Guckys Ohren zuckten, als ihm bewusst wurde, was das bedeutete: Ihr Wissensstand war veraltet. Sie kannte diesen von Kunstsonnen beschienenen Brocken im All nur unwesentlich besser als er inzwischen. Vermutlich wusste sie nicht einmal etwas von dem Lager mit den Konserven und was er sonst noch gefunden hatte. Andernfalls hätte sie ihn nicht auf diesem öden Nichts ausgesetzt.
Gab es irgendwo auf dem Planeten also womöglich doch etwas, das er zur Flucht benutzen konnte? Einen Wunschbrunnen? Ein Taxiunternehmen? Oder nur ein gestrandetes Raumschiff oder einen Gleiter?
Unwahrscheinlich, gewiss. Aber deshalb auch unmöglich?
BUCH I
Eine überraschende Nachricht
Es geschieht zu jeder Zeit etwas
Unerwartetes; unter anderem ist auch
deshalb das Leben so interessant.
(Marie von Ebner-Eschenbach)
1.
Enttäuschte Erwartungen
6. August 2250 NGZ
Die Agolei. Das Ziel einer 238 Millionen Lichtjahre überspannenden Reise. Ein nach astronomischen Verhältnissen hauchdünnes, kerzengerades Band aus Sonnen, vierzehn Mal länger als der Durchmesser der Milchstraße. Das Licht des äußersten Sterns brauchte ungefähr 1,4 Millionen Jahre, um am anderen Ende des Sternenstroms anzukommen.
Riesige Zahlen, die Meg Ontares zwar fehlerfrei aussprechen und mit denen sie notfalls auch rechnen konnte, deren wahre Bedeutung für sie jedoch immer ungreifbar bleiben würde.
Noch hatten sie das Ziel nicht ganz erreicht, aber in wenigen Minuten würde der PHOENIX aus dem Hyperraum in den Einstein-Raum zurückkehren – falls man diesen Begriff überhaupt verwenden konnte in einer Gegend, in der niemand je von einem Herrn Einstein gehört hatte.

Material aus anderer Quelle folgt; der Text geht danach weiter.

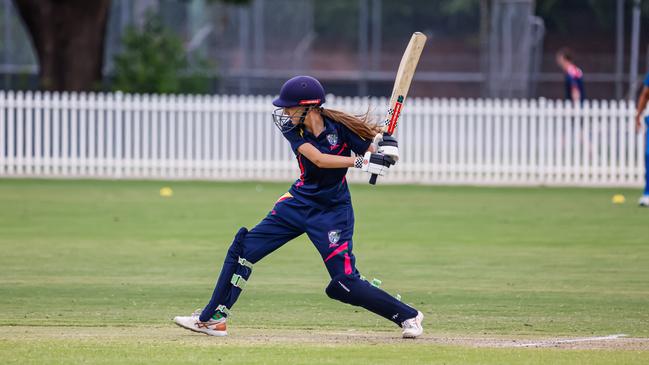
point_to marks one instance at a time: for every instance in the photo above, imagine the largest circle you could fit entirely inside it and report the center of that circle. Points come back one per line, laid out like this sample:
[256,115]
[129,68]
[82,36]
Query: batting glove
[374,163]
[389,146]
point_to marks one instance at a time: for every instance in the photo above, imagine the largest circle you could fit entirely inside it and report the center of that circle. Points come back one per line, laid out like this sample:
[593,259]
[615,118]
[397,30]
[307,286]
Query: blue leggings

Wie so oft auf ihrer langen Reise hatte sich die Mannschaft in der Lounge versammelt. Die wie Irisblenden verschließbaren Lamellen der Zwischenböden auf Höhe des B- und C-Decks waren eingefaltet. So standen der Crew die vollen zwölf Meter Durchmesser des kugelförmigen Freizeit- und Aufenthaltsbereichs zur Verfügung.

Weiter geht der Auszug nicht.